Source code odyssey: GraphQL Ruby

cover image

Recently I am working with GraphQL on a day-to-day basis. The more I work with it, the more I like the GraphQL API compared to the traditional Restful API. And it is an interesting project, this article is going to do a deep dive on the ruby implementation of GraphQL and share some discoveries along the way.

GraphQL is developed by Facebook (Now Meta), during the development of the new version of Facebook, they found a problem in Restful API that the API can not adapt to the rapid change of client, either it fetches too much data that the client does not need, or it does not have the data it needs for rendering. Therefore they have the idea to create an API specific scripting language to describe what API can provide, what the client wants and execute to give the exact data the client needed in a declarative way, for example:

query {
  user(id: 1) {
    id
    name
    email

    cartItems {
      id
      name
      price
    }
  }
}

The GraphQL query start from a query root, and declare the data fields it needs from query root, in this example we query the user field with argument id:1, and after the field we can select more fields that we want to query from the return type, and it can be nested like a graph. The API provides a schema so you know what is the valid fields for each types.

schema {
  query: QueryRoot
}

type QueryRoot {
  user(id: ID!): User
}

type User {
  id: ID!
  name: String!

  cartItems: [CartItem!]!
}

type CartItem {
  id: ID!
  name: String!
  price: Int!
}

This defines the types and data that the API provides. So the user can fabricate the query to fetch exactly the data they need for the client.

So how is the GraphQL query executed in the backend? It is similar to how interpreters run scripting language since GraphQL is a mini scripting language itself.

Lifecycle

As a scripting language, the query is passed to the API by a POST request, and executed in the backend in following sequence:

Tokenize: GraphQL::Language::Lexer splits the string into a stream of tokens
Parse: GraphQL::Language::Parser builds an abstract syntax tree (AST) out of the stream of tokens
Validate: GraphQL::StaticValidation::Validator validates the incoming AST as a valid query for the schema
Analyze: If there are any query analyzers, they are run with GraphQL::Analysis.analyze_query
Execute: The query is traversed, resolve functions are called and the response is built
Respond: The response is returned as a Hash

Tokenize and Parse

Like every programming language.

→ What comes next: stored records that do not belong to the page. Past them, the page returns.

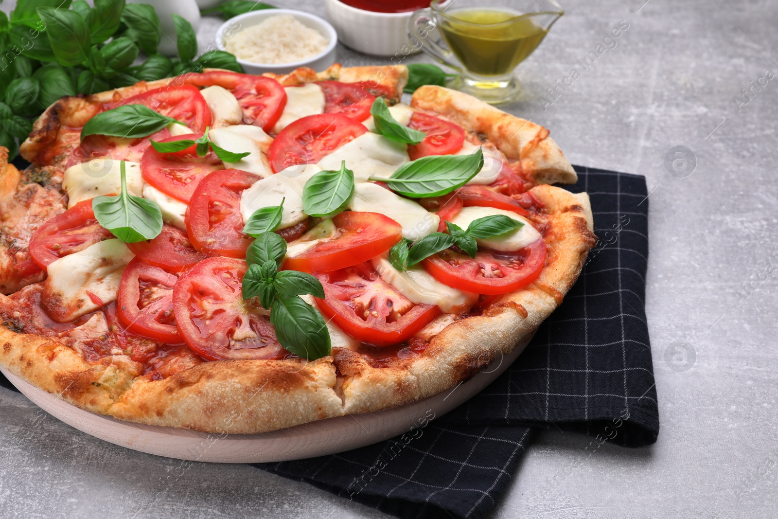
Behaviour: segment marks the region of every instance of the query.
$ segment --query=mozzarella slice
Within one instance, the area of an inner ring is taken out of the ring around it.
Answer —
[[[124,164],[127,191],[131,195],[141,196],[143,190],[141,165],[137,162],[125,162]],[[94,159],[65,170],[62,189],[68,192],[68,209],[100,195],[118,195],[121,191],[121,165],[120,160]]]
[[[513,219],[519,220],[520,222],[524,222],[524,225],[520,229],[506,233],[505,234],[502,234],[493,238],[476,239],[475,241],[478,242],[478,245],[487,247],[490,249],[494,249],[495,251],[510,252],[511,251],[523,249],[527,245],[540,240],[540,233],[538,233],[538,230],[532,226],[530,221],[524,216],[520,216],[513,211],[497,209],[493,207],[463,207],[460,209],[459,212],[457,212],[454,217],[451,219],[451,222],[458,225],[462,229],[467,229],[468,226],[470,225],[470,223],[473,220],[483,218],[484,216],[491,216],[492,215],[504,215],[509,218],[513,218]]]
[[[284,90],[286,91],[286,106],[273,127],[276,134],[300,117],[324,113],[324,93],[316,83],[285,86]]]
[[[366,182],[369,177],[388,178],[408,158],[405,144],[368,132],[323,158],[319,167],[337,170],[343,160],[356,182]]]
[[[114,238],[61,258],[47,268],[41,302],[58,322],[93,312],[116,300],[121,274],[134,257]]]
[[[163,222],[184,231],[187,230],[187,224],[184,221],[188,207],[187,204],[168,196],[150,184],[143,186],[143,198],[156,202],[162,212]]]
[[[308,179],[321,170],[315,164],[308,164],[302,174],[297,168],[289,168],[254,182],[240,195],[240,214],[244,221],[247,221],[257,209],[280,205],[283,199],[284,209],[279,229],[302,222],[307,218],[303,212],[303,188]]]
[[[362,182],[354,187],[349,209],[386,215],[400,224],[403,237],[411,241],[434,233],[440,222],[440,216],[412,200],[404,198],[373,182]]]
[[[476,293],[443,285],[418,265],[403,272],[393,267],[385,255],[371,261],[384,281],[416,304],[437,305],[445,314],[464,314],[478,299]]]
[[[208,107],[211,109],[214,127],[240,124],[243,122],[243,109],[232,92],[214,85],[200,90],[200,93],[205,98]]]
[[[263,178],[273,174],[268,163],[267,151],[273,139],[262,128],[251,124],[236,124],[211,130],[209,137],[219,148],[234,153],[249,154],[235,163],[224,163],[227,167],[243,170]]]

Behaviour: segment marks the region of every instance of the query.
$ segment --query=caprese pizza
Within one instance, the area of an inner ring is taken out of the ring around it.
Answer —
[[[259,433],[472,376],[595,237],[545,128],[404,66],[64,97],[0,149],[0,365],[85,409]]]

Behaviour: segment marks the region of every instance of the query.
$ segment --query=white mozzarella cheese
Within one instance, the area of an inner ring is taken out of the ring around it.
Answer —
[[[187,204],[168,196],[150,184],[143,186],[143,198],[156,202],[162,212],[163,222],[182,230],[187,230],[187,224],[184,221],[188,207]]]
[[[408,161],[405,145],[376,133],[363,133],[319,161],[322,170],[339,170],[341,162],[354,172],[356,182],[369,177],[388,178]]]
[[[367,211],[386,215],[402,227],[402,236],[411,241],[421,240],[437,230],[440,217],[408,198],[373,182],[362,182],[354,187],[349,202],[352,211]]]
[[[384,281],[416,304],[434,304],[445,314],[462,314],[478,299],[476,293],[443,285],[418,265],[403,272],[393,267],[385,255],[371,261]]]
[[[273,127],[275,133],[300,117],[324,113],[324,93],[316,83],[308,83],[303,86],[285,86],[284,90],[286,91],[286,106]]]
[[[303,212],[303,188],[312,175],[321,170],[315,164],[308,164],[302,174],[296,168],[289,168],[257,181],[240,195],[240,214],[244,221],[248,220],[257,209],[280,205],[283,199],[284,209],[279,229],[302,222],[307,218]]]
[[[133,258],[127,245],[116,238],[61,258],[47,268],[43,297],[55,301],[49,306],[61,310],[58,317],[63,322],[93,312],[116,300],[124,267]]]
[[[62,189],[68,192],[68,209],[82,200],[89,200],[100,195],[118,195],[121,191],[121,161],[112,159],[94,159],[71,166],[62,177]],[[141,196],[143,177],[141,165],[137,162],[125,162],[127,191],[130,195]]]
[[[226,88],[214,85],[200,90],[211,109],[213,126],[230,126],[243,122],[243,109],[233,93]],[[216,145],[220,146],[220,145]]]
[[[249,154],[235,163],[224,163],[227,167],[243,170],[263,178],[273,174],[268,163],[267,151],[272,138],[262,128],[252,124],[236,124],[211,130],[209,137],[219,148],[234,153]]]
[[[491,216],[492,215],[504,215],[509,218],[513,218],[513,219],[519,220],[520,222],[524,222],[524,225],[522,226],[520,229],[506,233],[505,234],[502,234],[493,238],[476,239],[475,241],[478,242],[478,245],[487,247],[490,249],[494,249],[495,251],[510,252],[511,251],[518,251],[519,249],[522,249],[530,244],[533,244],[538,240],[540,240],[540,233],[538,233],[538,230],[532,226],[530,221],[524,216],[520,216],[513,211],[497,209],[493,207],[463,207],[459,212],[457,212],[454,217],[451,219],[451,222],[457,224],[462,229],[467,229],[468,226],[469,226],[470,223],[473,220],[483,218],[484,216]]]

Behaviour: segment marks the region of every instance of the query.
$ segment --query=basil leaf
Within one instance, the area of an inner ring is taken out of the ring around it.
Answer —
[[[75,66],[86,61],[89,55],[89,30],[86,22],[72,11],[53,7],[39,7],[38,16],[46,24],[49,40],[57,61],[63,66]]]
[[[343,210],[353,194],[354,172],[342,160],[338,171],[320,171],[305,183],[303,211],[309,216],[334,215]]]
[[[324,298],[324,287],[321,286],[321,282],[307,272],[282,270],[275,275],[273,284],[275,291],[282,296],[310,294],[320,299]]]
[[[313,360],[330,354],[330,333],[321,314],[298,296],[280,296],[270,310],[275,337],[289,352]]]
[[[416,242],[408,253],[408,266],[412,267],[422,259],[445,251],[456,242],[454,237],[445,233],[433,233]]]
[[[162,212],[156,202],[127,192],[127,173],[121,161],[121,192],[117,196],[97,196],[92,210],[101,226],[125,244],[153,240],[162,232]]]
[[[148,137],[171,122],[178,121],[142,104],[124,104],[100,112],[87,121],[81,129],[81,139],[96,134],[130,139]]]
[[[281,199],[280,205],[263,207],[254,211],[248,217],[243,232],[256,238],[263,233],[272,233],[278,229],[284,211],[284,200],[286,198]]]
[[[178,56],[181,61],[191,61],[197,55],[197,36],[189,22],[178,15],[173,16],[173,23],[176,26],[177,44]]]
[[[414,198],[447,195],[461,188],[484,166],[481,149],[470,155],[431,155],[406,163],[389,178],[371,181],[386,182],[394,191]]]
[[[449,223],[450,224],[450,223]],[[474,238],[491,238],[510,233],[524,226],[524,222],[513,219],[505,215],[492,215],[478,218],[470,223],[466,231]]]
[[[275,261],[280,266],[286,255],[286,240],[275,233],[262,233],[248,246],[246,262],[262,265],[265,261]]]
[[[95,0],[95,6],[89,12],[86,21],[93,44],[103,43],[114,35],[121,21],[124,9],[124,0]],[[133,58],[135,59],[135,58]],[[130,61],[131,63],[131,61]],[[124,67],[118,67],[123,68]]]
[[[408,255],[409,253],[408,246],[410,243],[410,240],[402,238],[389,249],[389,262],[399,271],[408,270]]]
[[[406,144],[419,144],[427,134],[401,124],[392,117],[389,107],[383,97],[376,97],[370,107],[370,114],[375,123],[376,130],[387,139]]]

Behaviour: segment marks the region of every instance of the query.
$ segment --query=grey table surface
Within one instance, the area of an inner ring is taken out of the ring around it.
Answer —
[[[321,0],[285,4],[323,15]],[[778,72],[778,4],[564,4],[504,109],[550,128],[573,163],[647,178],[661,432],[649,447],[590,455],[587,437],[543,431],[493,515],[778,517],[778,79],[766,78]],[[605,38],[621,20],[629,29],[614,47]],[[202,45],[219,23],[204,19]],[[606,44],[584,70],[578,60]],[[383,61],[338,51],[346,65]],[[549,98],[573,68],[580,76]],[[678,146],[692,153],[671,175]],[[169,479],[178,461],[90,437],[2,388],[0,451],[3,517],[387,517],[247,465],[195,463]]]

Before we execute the GraphQL query, we need to parse it to create an Abstract Syntax Tree. In GraphQL-Ruby, the parser is implemented by racc. Which provides a syntax to generate Ruby compiler to parse another language.

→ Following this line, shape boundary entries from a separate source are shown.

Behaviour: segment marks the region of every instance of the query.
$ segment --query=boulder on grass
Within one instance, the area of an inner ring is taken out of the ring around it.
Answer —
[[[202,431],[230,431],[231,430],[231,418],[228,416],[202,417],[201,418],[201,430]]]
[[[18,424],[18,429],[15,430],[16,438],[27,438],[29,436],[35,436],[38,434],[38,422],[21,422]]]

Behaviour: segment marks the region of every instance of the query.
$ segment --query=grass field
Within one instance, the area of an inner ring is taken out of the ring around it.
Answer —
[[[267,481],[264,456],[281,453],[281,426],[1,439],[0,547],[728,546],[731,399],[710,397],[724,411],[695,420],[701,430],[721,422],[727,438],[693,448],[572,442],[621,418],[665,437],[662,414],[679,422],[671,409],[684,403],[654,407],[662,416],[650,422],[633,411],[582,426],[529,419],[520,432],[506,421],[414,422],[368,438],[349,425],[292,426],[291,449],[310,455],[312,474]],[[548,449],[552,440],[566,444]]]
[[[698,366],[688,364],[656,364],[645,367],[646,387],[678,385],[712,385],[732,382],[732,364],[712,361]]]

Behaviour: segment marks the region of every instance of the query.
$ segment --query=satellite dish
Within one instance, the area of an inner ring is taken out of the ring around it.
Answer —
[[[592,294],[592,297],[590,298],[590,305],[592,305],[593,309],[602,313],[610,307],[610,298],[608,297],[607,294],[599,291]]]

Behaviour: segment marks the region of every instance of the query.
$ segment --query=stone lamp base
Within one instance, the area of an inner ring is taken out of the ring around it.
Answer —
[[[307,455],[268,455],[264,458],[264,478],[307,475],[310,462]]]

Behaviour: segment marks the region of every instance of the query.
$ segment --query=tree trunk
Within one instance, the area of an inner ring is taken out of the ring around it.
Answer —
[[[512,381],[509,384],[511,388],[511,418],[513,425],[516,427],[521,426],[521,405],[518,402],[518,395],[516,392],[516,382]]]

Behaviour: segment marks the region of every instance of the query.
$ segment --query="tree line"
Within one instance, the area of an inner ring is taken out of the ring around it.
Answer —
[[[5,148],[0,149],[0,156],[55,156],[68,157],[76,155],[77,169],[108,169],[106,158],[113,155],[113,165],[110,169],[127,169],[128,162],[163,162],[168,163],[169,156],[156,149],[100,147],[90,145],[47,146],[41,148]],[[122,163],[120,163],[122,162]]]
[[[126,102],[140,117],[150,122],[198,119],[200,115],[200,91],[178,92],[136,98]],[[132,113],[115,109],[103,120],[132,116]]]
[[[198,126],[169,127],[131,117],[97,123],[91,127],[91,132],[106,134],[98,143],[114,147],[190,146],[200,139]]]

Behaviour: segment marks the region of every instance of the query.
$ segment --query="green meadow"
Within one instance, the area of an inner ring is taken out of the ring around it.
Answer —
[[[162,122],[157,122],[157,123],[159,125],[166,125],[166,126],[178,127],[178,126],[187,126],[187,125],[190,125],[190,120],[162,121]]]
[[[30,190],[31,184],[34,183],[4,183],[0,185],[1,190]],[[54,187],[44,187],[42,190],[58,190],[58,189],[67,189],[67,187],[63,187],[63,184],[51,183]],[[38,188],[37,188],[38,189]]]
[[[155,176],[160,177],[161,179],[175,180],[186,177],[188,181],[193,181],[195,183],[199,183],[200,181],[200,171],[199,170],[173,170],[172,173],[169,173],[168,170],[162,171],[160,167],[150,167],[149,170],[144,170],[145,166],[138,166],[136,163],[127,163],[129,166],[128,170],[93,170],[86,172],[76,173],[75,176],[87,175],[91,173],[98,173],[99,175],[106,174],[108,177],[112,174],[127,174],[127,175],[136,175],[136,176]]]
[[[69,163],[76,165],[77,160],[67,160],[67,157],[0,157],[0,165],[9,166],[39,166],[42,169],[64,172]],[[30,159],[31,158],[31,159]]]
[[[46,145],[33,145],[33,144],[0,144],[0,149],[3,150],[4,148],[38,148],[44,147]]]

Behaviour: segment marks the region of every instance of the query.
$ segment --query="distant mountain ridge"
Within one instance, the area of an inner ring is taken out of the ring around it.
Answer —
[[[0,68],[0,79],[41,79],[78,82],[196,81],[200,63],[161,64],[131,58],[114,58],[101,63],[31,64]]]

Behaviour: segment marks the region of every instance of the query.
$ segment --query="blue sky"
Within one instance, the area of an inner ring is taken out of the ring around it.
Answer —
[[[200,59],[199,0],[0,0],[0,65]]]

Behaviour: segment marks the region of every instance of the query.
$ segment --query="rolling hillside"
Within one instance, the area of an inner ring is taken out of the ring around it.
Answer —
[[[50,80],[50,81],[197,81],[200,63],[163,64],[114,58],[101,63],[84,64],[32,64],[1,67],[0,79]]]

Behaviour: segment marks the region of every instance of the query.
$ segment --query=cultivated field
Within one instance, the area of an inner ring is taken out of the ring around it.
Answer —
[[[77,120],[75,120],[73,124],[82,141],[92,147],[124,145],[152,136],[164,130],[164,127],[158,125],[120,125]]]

In GraphQL ruby, the entry point is GraphQL.parse(query) which invoke the GraphQL::Language::Parser.parse, which generated by parser.y

parser.y define the GraphQL grammer rules, tokenize the query by GraphQL::Language::Lexer.tokenize(graphql_string) and implement make_node method to create AST:

def make_node(node_name, assigns)
  assigns.each do |key, value|
    if key != :position_source && value.is_a?(GraphQL::Language::Token)
      assigns[key] = value.to_s
    end
  end

  assigns[:filename] = @filename

  GraphQL::Language::Nodes.const_get(node_name).new(assigns)
end

This method is the main action to execute in the parser, which creates nodes and Abstract Syntax Tree by node_name. node_name is defined in the rule, includes Field, OperationDefinition, TypeName, Argument, etc… For example, from the query in the example we can create the AST like this:

>> GraphQL.parse(query)
=> # <GraphQL::Language::Nodes::Document:0x00007fcd9c4dea10
 @definitions=
  [#<GraphQL::Language::Nodes::OperationDefinition:0x00007fcd9c4deb28
    @operation_type="query",
    @selections=
     [#<GraphQL::Language::Nodes::Field:0x00007fcd9c4dec68
       @arguments=
        [#<GraphQL::Language::Nodes::Argument:0x00007fcd9c4df870
          @name="id",
          @value=1>],
       @name="user",
       @selections=
        [#<GraphQL::Language::Nodes::Field:0x00007fcd9c4df690
          @arguments=[],
          @directives=[],
          @name="id",
          @selections=[]>,
         ...,
         #<GraphQL::Language::Nodes::Field:0x00007fcd9c4deda8
          @arguments=[],
          @directives=[],
          @name="cartItems",
          @selections=
           [...,
            #<GraphQL::Language::Nodes::Field:0x00007fcd9c4deee8
             @arguments=[],
             @directives=[],
             @name="price",
             @selections=[]>]>]>],
    @variables=[]>],
 >

From the output we can see the basic layout of the AST, each node has a set of children_methods that differ by type of nodes. For Field, it is arguments, name, directives, and selections, and can call Field#children to retrieve them for recursion. Also, the node has a #scalar_methods method for comparison and #merge for manipulating nodes.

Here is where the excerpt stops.